We’re looking for a teammate that:
- Navigates complex team dynamics, partnerships, and challenges with creativity and logic.
- Operates with adaptability, urgency, and flexibility in evolving environments, thriving in ambiguity.
- Drives work forward without needing to be asked, taking responsibility for outcomes rather than tasks.
- Treats obstacles as problems to be creatively solved, not reasons something can’t be done.
- Applies sound judgment to the best available information, testing, learning, and iterating.
- Shares early and directly when assumptions change, results are unclear, or timelines are at risk.

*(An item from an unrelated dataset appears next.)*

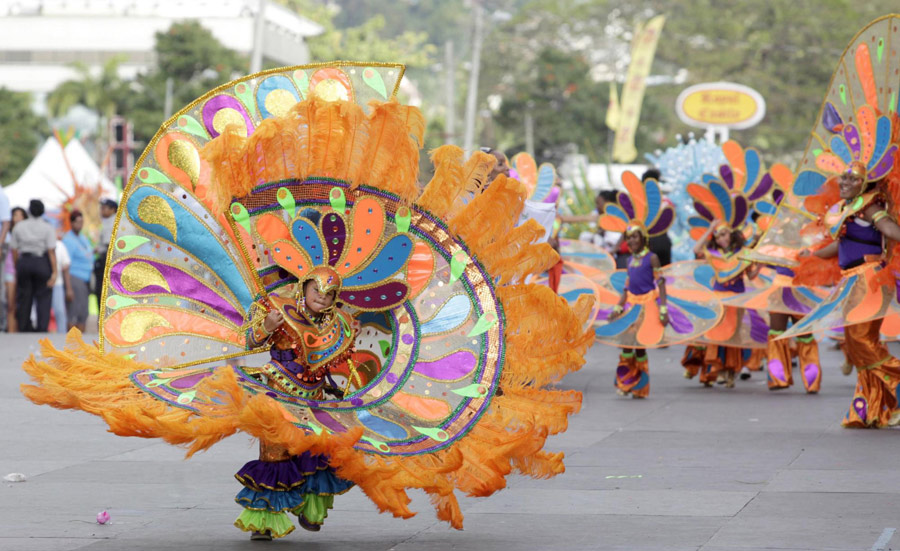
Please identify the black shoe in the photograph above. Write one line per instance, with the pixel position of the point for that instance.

What you can expect from this role
Work environment:
- Collaborative culture where your ideas and expertise are valued
- Direct impact on product development and company direction
Professional growth:
- Work on groundbreaking next-generation proteomics technology and its data infrastructure challenges
- Establish foundational data engineering architecture as the organization scales
Compensation
Estimated Base Salary $135,300-$178,350
This is the pay range for this position that we reasonably expect to pay. Individual compensation is based on various factors including, experience, education, skillset, and geographic location. This range is for the SF Bay Area, California location and may be adjusted to the labor market in other geographic areas.
Benefits and Perks:
- Employee Stock Option Plan
- 100% Health Plan Coverage for Employees & Dependents (Medical, Dental, & Vision)
- Employer Retirement Contributions to 401(k)
- Generous Paid Time Off
- Paid Maternity and Paternity Leave
- Health & Wellbeing Program
- Office Snacks and Beverages
- Regular Team Bonding Activities
We are an Equal Opportunity Employer. We celebrate diversity and are committed to creating an inclusive environment for all employees. Individuals seeking employment at Glyphic Biotechnologies are considered without regard to race, color, religion, national origin, age, sex, marital status, ancestry, physical or mental disability, veteran status, gender identity, or sexual orientation.